Background information
- Also known as: Waylon Reavis
- Born: September 19, 1978 (age 47) Wilkesboro, North Carolina, U.S.
- Genres: Alternative metal, industrial metal, nu metal
- Occupation: Singer
- Years active: 1999–present
- Labels: Eclipse, Universal, Megaforce, EMP Label Group MNRK Heavy
- Member of: A Killer's Confession; The Ex-Faces;
- Formerly of: Mushroomhead; 3 Quarters Dead; Tenafly Viper;

= Waylon Reavis =

American vocalist

Waylon Reavis (born September 19, 1978) is an American musician best known for being a former vocalist for American heavy metal band Mushroomhead. He was in Mushroomhead from 2004-2015 and with them released three albums: Savior Sorrow (2006), Beautiful Stories for Ugly Children (2010), and The Righteous & the Butterfly (2014). He has also performed vocals for the Cleveland-based band Tenafly Viper and the alternative rock band 3 Quarters Dead. Reavis starred in the 2011 movie horror 13th Sign.

In September 2016, Reavis announced that his new project A Killer's Confession had signed to Megadeth bassist David Ellefson's EMP Label Group, and that their debut album Unbroken would be released in 2017.

== Mushroomhead ==
Reavis joined Mushroomhead in 2004, taking over vocalist duties from Jason Popson. Reavis remained in the band even after J Mann announced his return in 2013. He is identified by his facepaint and masks, all consisting of a swallow on his forehead.

Reavis announced on his Facebook fan page on October 5, 2015, that he was leaving Mushroomhead.

- Savior Sorrow – 2006
- Beautiful Stories for Ugly Children – 2010
- The Righteous & the Butterfly – 2014

== A Killer's Confession ==
In September 2016, Reavis announced on Facebook, then via press release, that his new project A Killer's Confession had signed a deal with EMP Label Group, which would release their debut album Unbroken in the spring of 2017. The album was partially recorded and mixed at Kentucky's Third Sky Studio with Reavis and co-producers Thom Hazaert and Richard Easterling.

On Halloween 2016, A Killer's Confession released their debut single "A Killer's Confession", featuring a guest performance by Korn guitarist Brian "Head" Welch.
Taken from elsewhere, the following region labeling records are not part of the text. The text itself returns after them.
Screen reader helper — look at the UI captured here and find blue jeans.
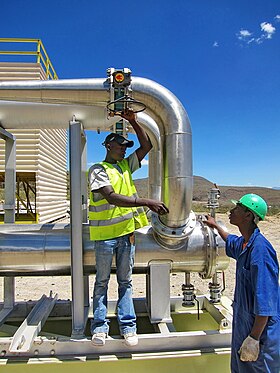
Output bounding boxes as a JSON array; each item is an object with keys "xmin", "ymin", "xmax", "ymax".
[{"xmin": 91, "ymin": 235, "xmax": 136, "ymax": 335}]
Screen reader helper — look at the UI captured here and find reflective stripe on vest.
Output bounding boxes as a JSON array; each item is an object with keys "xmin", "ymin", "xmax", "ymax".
[{"xmin": 89, "ymin": 159, "xmax": 148, "ymax": 240}]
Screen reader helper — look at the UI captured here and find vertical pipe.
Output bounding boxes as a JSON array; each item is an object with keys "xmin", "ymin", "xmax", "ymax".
[
  {"xmin": 69, "ymin": 120, "xmax": 85, "ymax": 338},
  {"xmin": 4, "ymin": 135, "xmax": 16, "ymax": 223},
  {"xmin": 1, "ymin": 128, "xmax": 16, "ymax": 309},
  {"xmin": 81, "ymin": 131, "xmax": 89, "ymax": 306}
]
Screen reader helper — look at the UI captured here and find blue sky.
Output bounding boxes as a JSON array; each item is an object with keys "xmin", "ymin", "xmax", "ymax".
[{"xmin": 0, "ymin": 0, "xmax": 280, "ymax": 187}]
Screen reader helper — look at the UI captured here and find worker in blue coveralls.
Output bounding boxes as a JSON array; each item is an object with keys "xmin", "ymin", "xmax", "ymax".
[{"xmin": 205, "ymin": 194, "xmax": 280, "ymax": 373}]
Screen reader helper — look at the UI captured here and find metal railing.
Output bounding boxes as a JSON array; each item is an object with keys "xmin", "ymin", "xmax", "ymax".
[{"xmin": 0, "ymin": 38, "xmax": 58, "ymax": 80}]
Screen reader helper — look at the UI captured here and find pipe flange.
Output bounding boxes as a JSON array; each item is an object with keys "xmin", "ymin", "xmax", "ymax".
[{"xmin": 151, "ymin": 211, "xmax": 196, "ymax": 250}]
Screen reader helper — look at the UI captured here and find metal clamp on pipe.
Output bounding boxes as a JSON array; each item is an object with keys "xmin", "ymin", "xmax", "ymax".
[{"xmin": 151, "ymin": 211, "xmax": 196, "ymax": 250}]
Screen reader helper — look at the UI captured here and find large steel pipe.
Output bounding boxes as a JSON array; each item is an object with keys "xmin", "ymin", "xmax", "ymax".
[
  {"xmin": 0, "ymin": 77, "xmax": 193, "ymax": 228},
  {"xmin": 0, "ymin": 222, "xmax": 228, "ymax": 278}
]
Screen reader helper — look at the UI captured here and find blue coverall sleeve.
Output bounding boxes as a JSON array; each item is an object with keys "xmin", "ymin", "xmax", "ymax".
[
  {"xmin": 251, "ymin": 242, "xmax": 279, "ymax": 316},
  {"xmin": 226, "ymin": 234, "xmax": 243, "ymax": 259}
]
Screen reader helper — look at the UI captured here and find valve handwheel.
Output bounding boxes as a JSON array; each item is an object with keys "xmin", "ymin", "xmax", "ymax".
[{"xmin": 107, "ymin": 95, "xmax": 146, "ymax": 115}]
The band performed a hometown show at the Cleveland Agora on December 17.

Discography
- 2017 – Unbroken
- 2019 – The Indifference of Good Men
- 2021 - Remember
- 2024 - Victim 1
- 2025 - Victim 2

== Other work ==
In March 2021, Reavis collaborated with electronic music producer Boom Kitty on the song It Takes Me, which was released as part of Beat Saber's fourth in-game original album. Reavis also worked with Boom Kitty on the song Don’t Question Me in October of the same year.